Major automakers reiterated this month that they do not support freezing fuel efficiency requirements but said they want new flexibility and rule changes to address lower gasoline prices and the shift in U.S. consumer preferences to bigger, less fuel-efficient vehicles.
Fiat Chrysler Chief Executive Sergio Marchionne, whose company is shifting production of Ram heavy-duty pickup trucks from Mexico to Michigan in 2020, told Reuters before the meeting his company is "fully supportive" of Trump’s efforts to revise the mileage rules and hoped for "an agreed way forward."
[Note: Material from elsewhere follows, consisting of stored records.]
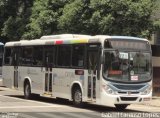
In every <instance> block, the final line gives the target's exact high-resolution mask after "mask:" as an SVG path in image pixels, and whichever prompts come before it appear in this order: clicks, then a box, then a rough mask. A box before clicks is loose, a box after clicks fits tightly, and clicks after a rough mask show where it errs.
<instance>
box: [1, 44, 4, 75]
mask: <svg viewBox="0 0 160 118" xmlns="http://www.w3.org/2000/svg"><path fill="white" fill-rule="evenodd" d="M3 46H4V44H3V43H1V42H0V78H1V75H2V60H3Z"/></svg>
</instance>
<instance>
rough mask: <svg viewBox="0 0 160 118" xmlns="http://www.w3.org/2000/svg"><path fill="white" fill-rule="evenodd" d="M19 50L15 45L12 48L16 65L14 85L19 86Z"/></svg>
mask: <svg viewBox="0 0 160 118" xmlns="http://www.w3.org/2000/svg"><path fill="white" fill-rule="evenodd" d="M19 53H20V52H19V50H18V48H17V47H15V48H14V49H13V50H12V53H11V55H12V64H13V66H14V79H13V87H14V88H18V62H19V60H18V59H19Z"/></svg>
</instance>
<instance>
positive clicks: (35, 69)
mask: <svg viewBox="0 0 160 118" xmlns="http://www.w3.org/2000/svg"><path fill="white" fill-rule="evenodd" d="M19 78H20V79H21V81H20V83H19V86H20V88H21V87H22V88H23V85H24V81H25V79H26V78H27V79H30V80H31V83H30V84H31V91H32V93H36V94H42V93H43V78H44V76H43V73H42V72H41V68H40V67H24V66H22V67H19Z"/></svg>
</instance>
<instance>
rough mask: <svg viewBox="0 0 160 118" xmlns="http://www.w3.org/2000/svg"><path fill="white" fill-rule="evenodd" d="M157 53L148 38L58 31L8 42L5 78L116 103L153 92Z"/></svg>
mask: <svg viewBox="0 0 160 118" xmlns="http://www.w3.org/2000/svg"><path fill="white" fill-rule="evenodd" d="M151 58H152V54H151V47H150V44H149V42H148V41H147V40H146V39H141V38H136V37H126V36H103V35H97V36H86V35H72V34H71V35H69V34H68V35H65V34H62V35H56V36H43V37H42V38H40V39H36V40H28V41H27V40H21V41H17V42H8V43H6V44H5V54H4V62H3V82H4V85H5V86H7V87H10V88H15V89H18V90H22V91H24V97H25V98H26V99H29V98H30V97H31V96H32V94H39V95H41V96H46V97H53V98H65V99H68V100H71V101H73V103H74V104H75V105H77V106H81V105H82V103H83V102H87V103H91V104H98V105H106V106H116V108H117V109H120V110H123V109H125V108H126V107H127V106H128V105H129V104H132V103H142V102H144V101H148V100H150V99H151V96H152V62H151Z"/></svg>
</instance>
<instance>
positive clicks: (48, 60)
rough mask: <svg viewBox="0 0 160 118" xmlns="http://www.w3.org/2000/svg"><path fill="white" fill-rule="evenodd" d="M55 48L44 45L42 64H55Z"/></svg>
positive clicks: (51, 64)
mask: <svg viewBox="0 0 160 118" xmlns="http://www.w3.org/2000/svg"><path fill="white" fill-rule="evenodd" d="M54 59H55V48H54V47H53V46H46V47H45V48H44V65H45V66H47V67H54V66H55V62H54Z"/></svg>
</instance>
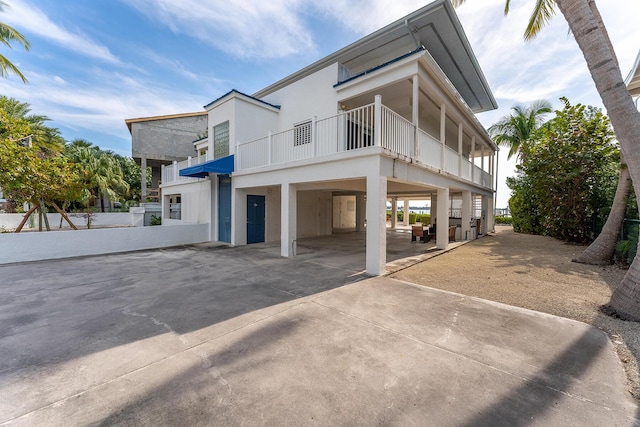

NAFTA changes proposed by Trump’s administration would not require Fiat Chrysler to end production in Mexico but rather to "redirect" exports of Mexican-built vehicles to other global markets, Marchionne added.
Marchionne said he still hopes the administration will reach a deal with California to maintain nationwide standards and said Trump is an ideal negotiator to get an agreement.
Noting that automakers want a deal with California, U.S. Sen. Tom Carper, D-Delaware, said, "Our businessman and self-proclaimed ‘dealmaker’ president should be able to take yes for an answer and help us secure a win-win solution that is well within reach."
U.S. Trade Rep. Robert Lighthizer, Transportation Secretary Elaine Chao, White House economic adviser Larry Kudlow and Environmental Protection Agency chief Scott Pruitt also attended the meeting. Trump directed Chao and Pruitt to continue administration talks with California to see if a deal can be reached quickly, an auto industry source said.
Democrats and environmental advocates plan to challenge the administration’s plans to weaken vehicle rules touted by the Obama administration as one of its biggest actions to combat climate change by reducing planet-warming emissions.
The Trump administration plans to argue that freezing the rules would lead to cheaper vehicles, boost sales and employment, and improve safety by prodding faster turnover of older vehicles.
The Obama-era rules adopted in 2012 sought to double average fleet-wide vehicle fuel efficiency to about 50 mpg by 2025, but included an evaluation due by April 2018 to determine if the rules were appropriate.